Test-Kitchen + ServerSpec

rake kitchen

Contributing

Any and all contributions are welcome. We do ask that you test your contributions with the testing framework before you send a PR.

Documentation contributions will earn you lots of hugs and kisses.

Usage

A proper readme is forthcoming but in the interim....

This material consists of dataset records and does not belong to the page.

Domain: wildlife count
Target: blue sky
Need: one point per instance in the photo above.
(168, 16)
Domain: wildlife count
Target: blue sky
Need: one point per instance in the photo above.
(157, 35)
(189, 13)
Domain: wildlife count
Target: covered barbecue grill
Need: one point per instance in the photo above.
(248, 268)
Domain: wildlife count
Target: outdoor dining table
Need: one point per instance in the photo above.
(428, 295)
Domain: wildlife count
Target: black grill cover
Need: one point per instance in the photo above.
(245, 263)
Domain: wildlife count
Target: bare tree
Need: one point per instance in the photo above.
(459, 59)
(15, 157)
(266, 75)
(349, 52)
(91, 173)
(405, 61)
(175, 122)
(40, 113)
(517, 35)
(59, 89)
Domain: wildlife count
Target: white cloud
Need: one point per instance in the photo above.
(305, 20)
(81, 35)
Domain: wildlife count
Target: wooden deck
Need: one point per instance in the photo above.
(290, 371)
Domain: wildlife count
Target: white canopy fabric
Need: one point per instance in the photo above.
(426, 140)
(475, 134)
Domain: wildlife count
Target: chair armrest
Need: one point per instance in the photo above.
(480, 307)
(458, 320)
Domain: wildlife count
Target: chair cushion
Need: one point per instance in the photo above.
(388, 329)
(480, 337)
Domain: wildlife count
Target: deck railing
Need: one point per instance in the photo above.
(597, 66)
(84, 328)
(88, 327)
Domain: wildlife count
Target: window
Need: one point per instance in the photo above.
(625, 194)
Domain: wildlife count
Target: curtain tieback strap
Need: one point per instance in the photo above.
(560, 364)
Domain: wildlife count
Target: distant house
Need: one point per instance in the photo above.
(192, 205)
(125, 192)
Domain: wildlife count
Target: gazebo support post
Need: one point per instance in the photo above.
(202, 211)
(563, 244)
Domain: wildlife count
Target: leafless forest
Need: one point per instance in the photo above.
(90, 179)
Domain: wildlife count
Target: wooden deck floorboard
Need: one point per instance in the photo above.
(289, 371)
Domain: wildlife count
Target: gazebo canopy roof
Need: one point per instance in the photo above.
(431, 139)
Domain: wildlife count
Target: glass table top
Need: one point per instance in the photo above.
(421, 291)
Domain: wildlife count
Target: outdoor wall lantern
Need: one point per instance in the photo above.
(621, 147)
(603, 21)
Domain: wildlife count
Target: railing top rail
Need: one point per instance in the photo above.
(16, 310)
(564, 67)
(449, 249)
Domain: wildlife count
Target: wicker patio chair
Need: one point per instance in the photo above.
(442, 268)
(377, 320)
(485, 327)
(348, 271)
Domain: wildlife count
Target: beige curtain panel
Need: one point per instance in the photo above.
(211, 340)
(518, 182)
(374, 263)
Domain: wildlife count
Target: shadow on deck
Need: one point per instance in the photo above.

There are 2 recipes you need to concern yourself with:

server - This would be your indexer node
agent - This would be a local host's agent for collection

Every attempt (and I mean this) was made to ensure that the following objectives were met:

Any agent install can talk to a server install
Kibana web interface can talk to the server install
Each component works OOB and with each other
Utilize official opscode cookbooks where possible

This setup makes HEAVY use of roles. Additionally, ALL paths have been made into attributes. Everything I could think of that would need to be customized has been made an attribute.

Defaults

By default, the recipes look for the following roles (defined as attributes so they can be overridden):

graphite_server - node['logstash']['graphite_role']
elasticsearch_server - node['logstash']['elasticsearch_role']
logstash_server - node['logstash']['kibana']['elasticsearch_role'] and node['logstash']['agent']['server_role']

The reason for giving kibana its own role assignment is to allow you to point to existing ES clusters/logstash installs.

The reason for giving agent its own role assignment is to allow the server and agent recipes to work together.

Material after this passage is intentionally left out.